Officials with the group have said additional officers can help improve emergency response times. They point to a recent city-led report that found high-priority calls now take an average of 20 minutes.
“Without enough officers, these longstanding initiatives are not possible,” Simril said. In addition to improved training, Simril said he hoped the additional funding would help the bureau hire and train more officers who are Portland locals.
But opponents of the initiative say the campaign is flawed and lacks clear language for residents to understand how this impacts the city’s climate action fund.
“We know that once voters hear the truth about this measure and how it is going to gut our climate justice efforts here in Portland, that it does not actually address real community safety, this is not something that voters would end up supporting,” Jenny Lee, deputy director of Coalition of Communities of Color, said.
The initiative — largely backed by the Community Safety Coalition PAC — has raised $1.5 million as of July 1, according to campaign finance records.
The Portland Elections Division has 30 days or until August 5 to verify the submitted signatures.
The Portland Police Association, which represents rank-and-file officers at the police bureau, did not immediately respond to requests for comment.
Diverting climate funds
The Portland Clean Energy Fund has long captivated the googly eyes of elected city leaders and city council candidates who have proposed using its $1.7 billion to fill the city’s budget gaps.
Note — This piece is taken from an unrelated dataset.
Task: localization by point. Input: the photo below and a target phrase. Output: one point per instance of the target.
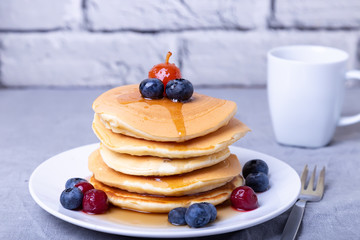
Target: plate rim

It has even been named as a potential source of funds to repair an aging Moda Center to help keep the Portland Trail Blazers in town.
But the original intent of the Portland Clean Energy Fund, or PCEF, was to reduce the city’s carbon emissions while helping the most vulnerable residents adapt to a changing climate. It’s a first-of-its-kind climate justice fund that imposes a 1% tax on the retail sales of large companies in the city. It was approved with 65% of the votes in 2018.
PCEF funds a range of climate-related projects, including energy-efficient retrofits, renewable energy development, and job training in the construction and energy fields.
When it was first created, backers estimated it would generate up to $60 million a year, but it has instead generated hundreds of millions of dollars annually and grown into a $1.7 billion fund. All of that funding has been allocated in a five-year plan with funding going toward community grants, workforce development and energy efficiency.
Despite numerous past proposals to raid some of those dollars for other programs, the public safety initiative could pose the first real threat to PCEF’s funding — about $50 million a year, Lee said.
If voters approve the measure in November, Lee said, many climate-related programs will be affected.
“Those cuts will have to come from somewhere,” she said. “So this is absolutely the threat where we’re really seeing it break away from the importance of helping cleaner air, cleaner water, reducing heat in our city and helping folks afford their utility bills.”
Lee was one of the three people who challenged the first attempt to collect signatures for the public safety initiative.
In February, a judge found that the first policing initiative proposal lacked the full text necessary to meet ballot language requirements. But the Enhanced Community Safety campaign quickly filed a new petition and was approved to begin collecting signatures.
Now, Lee said, Coalition of Communities of Color and other groups that helped create and pass PCEF in 2018 will work together once again.
“We will be launching a full campaign to make sure that Portland voters hear the truth about the damage that this measure is going to do to the Portland Clean Energy Fund and mount a full-fledged effort,” Lee said. “We’ve done that before.”